日本車を破壊した中国人男性2人に実刑判決
釣魚島(日本名・尖閣諸島)をめぐる中日両国の衝突がますます緊張化するにつれ、中国人の反日感情も再燃している。昨年、江蘇省無錫市江陰市の2人の若者が、愛国という名のもとに他人の日本車を破壊、約4万元の損失をもたらした。江陰市人民法院は16日、器物損壊罪で、銭被告に懲役3年9カ月、曹被告に同3年の実刑判決をそれぞれ下した。中新網が伝えた。

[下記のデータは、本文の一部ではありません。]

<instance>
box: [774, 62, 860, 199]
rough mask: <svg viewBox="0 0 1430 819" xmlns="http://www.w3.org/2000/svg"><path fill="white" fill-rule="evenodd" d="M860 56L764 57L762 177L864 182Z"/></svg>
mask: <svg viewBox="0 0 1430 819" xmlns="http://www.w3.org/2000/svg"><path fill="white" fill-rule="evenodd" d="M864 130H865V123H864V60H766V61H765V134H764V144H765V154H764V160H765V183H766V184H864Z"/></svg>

2012年9月18日夜、銭被告は小さなバーで酒を飲み、酔っぱらった状態で明け方に店を出た。道路わきに止めてあった1台のトヨタ車を見た銭被告は「愛国だから捕まっても大したことにならない」と日本車の破壊を提案。当時、緊張が増していた釣魚島問題が原因で、日本車の破壊行為が中国全国で頻発していたこともあり、もう一人の曹被告はただちに同意。2人はトヨタ車のサイドミラーを蹴飛ばした。トヨタ車1台だけ壊しても気が晴れなかったため、銭被告は、団地内でほかの日本車も壊そうと提案。「捕まっても問題にはならない」と請け負う銭被告の言葉に安心し、曹被告も銭被告とともに団地に向かった。銭被告は通りすがりに、車の破壊に使おうと地面に置ちていた竹を拾った。団地にやってくると、2人は、止めてあった日本車をことごとく竹で打ち、脚で蹴った。人民警察が現場に到着したとき、2人は13台の日本車を壊していた。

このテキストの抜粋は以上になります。